First thing I remember
The first thing I remember about Mandalay and my life since I became a man is an incident that happened under three big trees in the Mae O Tan Ward, on the Shwe Ta Chaung Myaung Pagoda, north of the Tombs Bridge. The time was in the evening of the Burmese calendar 1255-56 (1893-94). That evening, I was playing with children of my age, four or five years old, on the Shwe Ta Chaung Myaung Pagoda. The game consisted of crossing the cart path, facing south, then suddenly jumping to face north, and then again to face south. (This game, and many other games, have disappeared in this era.) While playing, I fell down with a thud, hit my chin on the ground, and bled profusely. I still remember it. The scar he received at that time is still there today, and in his government service record book , he wrote down “a scar under his chin” in the column labeled “Distinguished Marks.” This was the first thing he remembered in his life, and it was a scar he would never forget (or fade away) until he died.
Place of burial
The above incident happened when I was four or five years old in Mae O Tan Ward, where we lived, but I was not born in that ward. My burial place is called “Echint” which is adjacent to Wa Tan Ward. When my parents were still alive, they wanted to show me the place where I was born (there is no house or car), but they did not ask. Therefore, no one can show me my birthplace, just as I show the birthplace of Min Letwe Sundara to the children of writers in Mangye Tong Village. As the English respect the village of Stamford, the birthplace of Shakespeare in England, the Burmese people who want to pay homage to me will not be able to do so. (Not really, I am just writing this for fun. I have no hope of ever doing so, and I am not a person who enjoys such things.)
Moving at once
I think there are few people in Mandalay who have lived in such a large neighborhood as I have. My parents, who were economically disadvantaged, moved around a lot. After I was born in Achent Ward, we moved to Mae O Tan, Bepaop Tan, Yai Tan, Yan Nga (Yan Ni) Daga, Gand Tan, Wat Lak, Kand Tan, Yan Nga Daga (second time), and Alawi Daga. When I separated from my parents and got married, we moved to Mingalar Daga, Ho Kone, Kand Tan (twice), Gand Tan, Aryataw, San Tan (twice), and Ut Tan, as the saying goes, “Planting banana trees and planting bananas” and “growing bananas” is a common saying.
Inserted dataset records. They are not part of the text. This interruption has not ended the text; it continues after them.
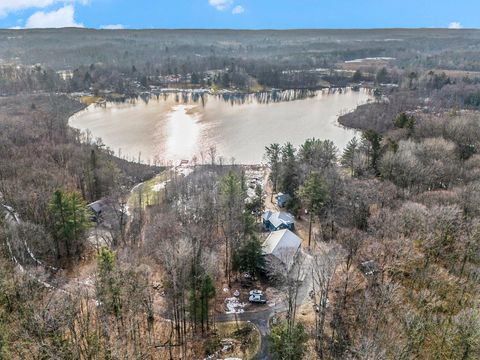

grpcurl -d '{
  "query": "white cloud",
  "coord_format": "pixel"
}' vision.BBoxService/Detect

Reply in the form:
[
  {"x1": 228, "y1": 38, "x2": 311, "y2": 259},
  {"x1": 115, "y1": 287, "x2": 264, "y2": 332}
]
[
  {"x1": 25, "y1": 5, "x2": 83, "y2": 28},
  {"x1": 0, "y1": 0, "x2": 90, "y2": 17},
  {"x1": 448, "y1": 21, "x2": 462, "y2": 29},
  {"x1": 232, "y1": 5, "x2": 245, "y2": 15},
  {"x1": 100, "y1": 24, "x2": 125, "y2": 30},
  {"x1": 208, "y1": 0, "x2": 233, "y2": 11}
]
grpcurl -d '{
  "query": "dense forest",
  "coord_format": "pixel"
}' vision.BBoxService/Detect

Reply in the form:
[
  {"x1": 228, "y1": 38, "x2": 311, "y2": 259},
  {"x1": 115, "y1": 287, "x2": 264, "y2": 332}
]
[{"x1": 0, "y1": 29, "x2": 480, "y2": 360}]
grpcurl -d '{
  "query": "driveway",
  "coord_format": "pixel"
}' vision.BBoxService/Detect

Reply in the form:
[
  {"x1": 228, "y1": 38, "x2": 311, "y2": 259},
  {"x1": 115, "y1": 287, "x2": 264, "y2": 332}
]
[{"x1": 215, "y1": 251, "x2": 312, "y2": 360}]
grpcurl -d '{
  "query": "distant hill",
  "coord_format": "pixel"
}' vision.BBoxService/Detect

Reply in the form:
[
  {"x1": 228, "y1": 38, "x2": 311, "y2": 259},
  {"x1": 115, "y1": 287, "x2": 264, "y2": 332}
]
[{"x1": 0, "y1": 28, "x2": 480, "y2": 72}]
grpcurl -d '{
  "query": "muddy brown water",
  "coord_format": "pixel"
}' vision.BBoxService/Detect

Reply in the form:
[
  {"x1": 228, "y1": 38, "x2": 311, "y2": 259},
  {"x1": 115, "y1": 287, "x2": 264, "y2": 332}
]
[{"x1": 69, "y1": 89, "x2": 372, "y2": 164}]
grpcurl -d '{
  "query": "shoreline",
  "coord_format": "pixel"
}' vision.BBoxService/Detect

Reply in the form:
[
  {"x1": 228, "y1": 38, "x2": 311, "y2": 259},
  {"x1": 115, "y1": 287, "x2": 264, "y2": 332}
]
[{"x1": 68, "y1": 87, "x2": 373, "y2": 166}]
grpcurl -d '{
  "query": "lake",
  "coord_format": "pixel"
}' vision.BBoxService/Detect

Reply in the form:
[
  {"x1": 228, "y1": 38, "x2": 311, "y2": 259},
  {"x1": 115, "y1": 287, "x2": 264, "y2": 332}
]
[{"x1": 69, "y1": 89, "x2": 372, "y2": 164}]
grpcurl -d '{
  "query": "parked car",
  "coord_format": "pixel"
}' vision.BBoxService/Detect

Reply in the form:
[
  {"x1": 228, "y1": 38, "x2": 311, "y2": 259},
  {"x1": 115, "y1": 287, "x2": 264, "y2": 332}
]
[
  {"x1": 248, "y1": 289, "x2": 263, "y2": 295},
  {"x1": 248, "y1": 294, "x2": 267, "y2": 304}
]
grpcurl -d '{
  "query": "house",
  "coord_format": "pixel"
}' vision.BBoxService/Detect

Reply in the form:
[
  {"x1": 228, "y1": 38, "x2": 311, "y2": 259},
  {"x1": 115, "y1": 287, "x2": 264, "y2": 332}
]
[
  {"x1": 262, "y1": 229, "x2": 302, "y2": 272},
  {"x1": 262, "y1": 210, "x2": 295, "y2": 231},
  {"x1": 275, "y1": 193, "x2": 290, "y2": 207}
]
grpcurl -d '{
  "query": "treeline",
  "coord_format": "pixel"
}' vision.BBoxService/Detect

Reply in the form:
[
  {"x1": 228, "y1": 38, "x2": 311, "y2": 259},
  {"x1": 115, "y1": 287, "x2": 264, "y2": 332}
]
[
  {"x1": 258, "y1": 105, "x2": 480, "y2": 359},
  {"x1": 0, "y1": 95, "x2": 161, "y2": 264}
]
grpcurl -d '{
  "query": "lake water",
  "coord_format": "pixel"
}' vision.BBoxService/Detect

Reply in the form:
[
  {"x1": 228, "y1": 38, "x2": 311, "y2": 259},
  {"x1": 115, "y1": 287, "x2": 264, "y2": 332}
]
[{"x1": 69, "y1": 89, "x2": 372, "y2": 164}]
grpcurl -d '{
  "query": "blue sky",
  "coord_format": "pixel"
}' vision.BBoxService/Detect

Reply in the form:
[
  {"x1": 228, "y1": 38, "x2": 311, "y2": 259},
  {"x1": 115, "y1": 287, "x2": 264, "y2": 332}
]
[{"x1": 0, "y1": 0, "x2": 480, "y2": 29}]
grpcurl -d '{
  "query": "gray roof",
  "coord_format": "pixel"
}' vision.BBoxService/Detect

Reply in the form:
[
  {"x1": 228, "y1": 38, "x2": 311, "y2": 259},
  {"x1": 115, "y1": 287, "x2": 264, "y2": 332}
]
[
  {"x1": 262, "y1": 210, "x2": 295, "y2": 228},
  {"x1": 263, "y1": 229, "x2": 302, "y2": 269}
]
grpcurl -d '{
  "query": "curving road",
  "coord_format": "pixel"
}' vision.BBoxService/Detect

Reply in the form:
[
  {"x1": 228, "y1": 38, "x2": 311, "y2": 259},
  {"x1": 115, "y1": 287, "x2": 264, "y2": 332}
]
[{"x1": 215, "y1": 253, "x2": 312, "y2": 360}]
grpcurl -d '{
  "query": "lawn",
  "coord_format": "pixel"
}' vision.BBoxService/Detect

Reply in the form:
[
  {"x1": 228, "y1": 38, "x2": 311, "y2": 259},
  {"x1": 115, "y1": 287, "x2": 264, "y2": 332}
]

Some people say they are Mandalay residents, but they were born in one place and died there, so they only know their places in detail. But I am someone who knows the above neighborhoods in detail. (It's not pride, it just means a weak foundation.)
The allure of a gold bar
Among the neighborhoods where I lived with my parents, the neighborhoods that I remember the most are Yan Ngo Da and Gand Tan. I remember Yan Ngo Da not because it was a happy neighborhood (in fact, it was a very poor area). It was because I was a student who wanted to remember everything, while Gand Tan was probably because I was a young man who was just starting to make a name for myself. While I was living in Yan Ngo Da , I used to walk every day (except on Sabbaths) to the Dakshinawan Monastery, which is 17'' away from my house, south of the Ein Daw Ya Pagoda. The things I saw on the way are still etched in my mind. When I left home after eating early in the morning, I walked along the Shwe Ta Chaung Myaung Pagoda.